Greenpeace is renewing its call for a full and independent inquiry into New Zealand’s Fisheries Management System after releasing yet another leaked internal Government report, this time showing industrial scale under-reporting of fish in the southern blue whiting fishery.

The latest leaked report comes just a few days after Greenpeace released a leaked Government compliance investigation into the hoki fishery, which exposed widespread fish dumping and under reporting.

The new leaked report into the southern blue whiting fishery – produced by the compliance division of the Ministry of Primary Industries (MPI) in 2012 – shows a similar pattern of under-reporting and dumping of fish.

Greenpeace Executive Director, Dr Russel Norman, says like the last report, it’s at odds with the MPI PR about fishing industry practises.

“We were shocked by the report into the hoki fishery we received last week, which revealed thousands and thousands of tonnes of hoki had been made to disappear. Now, we can see that exactly the same thing has happened with our southern blue whiting fishery,” he says.

“What it means is that far more fish have been caught than reported under New Zealand’s Quota Management System, resulting in millions of dollars in savings for fishing companies as they didn’t need to purchase quota for the disappeared fish.
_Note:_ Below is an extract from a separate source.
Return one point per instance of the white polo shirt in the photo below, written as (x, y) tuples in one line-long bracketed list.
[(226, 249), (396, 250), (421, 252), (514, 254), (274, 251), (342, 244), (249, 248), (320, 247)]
The result is that no-one really knows exactly how much fish has been taken.

“Fishing companies have powerful financial incentives to illegally under-report catch and dump low value fish under the Quota Management System, and the only risk for the companies is if they are caught and prosecuted. We can see through these reports that MPI has caught them in the act, but failed to prosecute. Until the Government forces MPI to enforce the law, these practises will continue to be widespread and standard because the system incentivises illegal under-reporting.

And just like with the hoki report, under the Official Information Act MPI has only released an 11 page version of the leaked 53 page report into the southern blue whiting fishery – and one that left out all the important parts, including the critical 26 recommendations made by the compliance team.

Norman says given past experience with MPI, it’s doubtful that many of these recommendations were ever implemented.

“MPI is captured by the fishing industry. We need an independent public inquiry into the Fisheries Management System and its regulator. Right now, MPI and the seafood industry are trying to prevent this independent inquiry and are instead pushing for an internal MPI review, but this further leaked report shows once again why that must not happen.

“MPI simply cannot be trusted to tell the truth or regulate the industry. Just last year when they didn’t prosecute anyone after their own video cameras exposed widespread fish dumping in the inshore fishery, MPI claimed the decision not to prosecute was due to legal advice. But it turned out that legal advice did not exist. MPI simply didn’t tell the truth.”

The leaked compliance risk profile report can be downloaded at


Some notes from “2012 Compliance Risk Profile of the Sub-Antarctic Southern Blue Whiting Fisheries” (dated December 2013) by the Ministry of Primary Industries Compliance and Response Branch.

This report was based largely on an operation carried out by the investigations team at Ministry of Primary Industries, Operation Trois (August to October 2012).

Key findings include:

  • Carton weights: 56% of trips examined had underweight cartons; 44% adequate [p.25].
  • Of the 16 landings examined by fisheries officers over the course of three months, underweight cartons added up to 151 tonnes of under-reporting. There were an additional 6 landings that were not examined, so it’s likely to be higher [p.26].
  • These underweight cartons were broken down by fishing company:
    • Amaltal 14 tonnes under-reported
    • Independent 54 tonnes under-reported
    • Maruha 34 tonnes under-reported
    • Sanford 6 tonnes under-reported
    • Sealord 43 tonnes under-reported [p.26].
  • Under-reporting of catch, linked to the way fish were processed on board, was estimated by the Fisheries Officers at up to 2678 tonnes [p.37].
  • Large amount of effort in this fishery was bottom trawling. [p.20]
  • Catching too much fish and leaving it in the net for extended periods was common – causes damage to fish [p.21].